Saturday, December 7, 2013

Histrionics in Harper: The Stranger (1946) ✭✭✭



The leafy lanes and tidy clapboard houses of a Connecticut village hide a monstrous evil in The Stranger, Orson Welles’s flirtation with hired-gun hackery from 1946. Made a mere 5 years after Citizen KaneThe Stranger is a film notable mainly for its cynicism. To producer Sam Spiegal, who appears in the credits as S.P. Eagle, it was an attempt to cash in on the horrific revelations from the recently liberated Nazi death camps. To director/star Welles, it was a last chance at Hollywood redemption.


At the time, Welles was the classic cinema enfant terrible; a young creator of brilliant, critically acclaimed films that, just like today, were largely ignored by the public. Welles had quickly built a reputation in the industry as an arrogant egomaniac whose products, while peerless artistically, drove studios to the brink of insolvency. With the world, and the movie business, returning to a state of relative normalcy after WWII, Welles faced a career dilemma: profit or perish.


As a concept, The Stranger seemed a perfect match for the zeitgeist.
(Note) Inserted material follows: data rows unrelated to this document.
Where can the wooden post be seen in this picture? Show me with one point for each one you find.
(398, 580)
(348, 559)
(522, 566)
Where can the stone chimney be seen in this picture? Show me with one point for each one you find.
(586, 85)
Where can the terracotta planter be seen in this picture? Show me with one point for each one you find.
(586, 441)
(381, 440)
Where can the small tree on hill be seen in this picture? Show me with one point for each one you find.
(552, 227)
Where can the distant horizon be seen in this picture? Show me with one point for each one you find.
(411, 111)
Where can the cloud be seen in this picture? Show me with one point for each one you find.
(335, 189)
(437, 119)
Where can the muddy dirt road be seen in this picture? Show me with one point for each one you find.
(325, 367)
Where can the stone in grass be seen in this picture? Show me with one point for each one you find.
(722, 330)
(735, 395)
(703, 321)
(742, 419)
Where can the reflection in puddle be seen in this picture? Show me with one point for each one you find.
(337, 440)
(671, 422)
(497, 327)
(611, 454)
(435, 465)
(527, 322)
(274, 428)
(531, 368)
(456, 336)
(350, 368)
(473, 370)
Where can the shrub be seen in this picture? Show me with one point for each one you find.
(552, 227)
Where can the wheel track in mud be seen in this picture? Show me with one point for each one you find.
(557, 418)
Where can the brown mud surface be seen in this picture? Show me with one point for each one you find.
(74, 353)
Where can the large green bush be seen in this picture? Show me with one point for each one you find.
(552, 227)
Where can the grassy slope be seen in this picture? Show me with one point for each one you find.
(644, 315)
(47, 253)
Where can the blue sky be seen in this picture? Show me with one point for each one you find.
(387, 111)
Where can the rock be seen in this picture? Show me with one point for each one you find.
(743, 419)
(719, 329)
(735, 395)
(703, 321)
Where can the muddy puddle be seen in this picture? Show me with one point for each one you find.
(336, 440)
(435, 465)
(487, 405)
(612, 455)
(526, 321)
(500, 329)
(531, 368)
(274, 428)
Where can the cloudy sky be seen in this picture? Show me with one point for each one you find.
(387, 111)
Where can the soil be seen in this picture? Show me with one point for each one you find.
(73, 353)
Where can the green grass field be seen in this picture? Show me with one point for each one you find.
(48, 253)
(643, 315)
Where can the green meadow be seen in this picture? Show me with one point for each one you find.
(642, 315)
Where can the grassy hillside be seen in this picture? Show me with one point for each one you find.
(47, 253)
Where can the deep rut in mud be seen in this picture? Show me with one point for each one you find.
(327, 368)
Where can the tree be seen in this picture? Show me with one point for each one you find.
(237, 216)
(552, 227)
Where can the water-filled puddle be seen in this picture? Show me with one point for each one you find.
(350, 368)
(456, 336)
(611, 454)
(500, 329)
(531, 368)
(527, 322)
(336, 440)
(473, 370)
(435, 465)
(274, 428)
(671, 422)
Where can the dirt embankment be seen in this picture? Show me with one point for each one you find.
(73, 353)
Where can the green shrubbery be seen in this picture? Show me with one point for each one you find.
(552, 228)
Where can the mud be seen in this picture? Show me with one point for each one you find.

Penned by Victor Trivas, a pacifist German filmmaker who spent the better part of two decades hiding from Nazis, the script reduced the horrors of the holocaust to a simple detective story; a popular and familiar genre to the audiences of 1946. On the surface, the story appeared a perfect match for Welles – the pride of Kenosha, Wisconsin – and his unique sensibilities: sunny Americana threatened by a shadowy foreign malevolence lurking in our midst. Welles was one of the first to see concentration camp documentary footage and was so deeply moved by the experience he enthusiastically signed on to the project. But there was the caveat that this film, unlike Kane and The Magnificent Ambersons, was to have wide appeal and not a typical Mercury Theatre offering for those of eclectic, high brow taste.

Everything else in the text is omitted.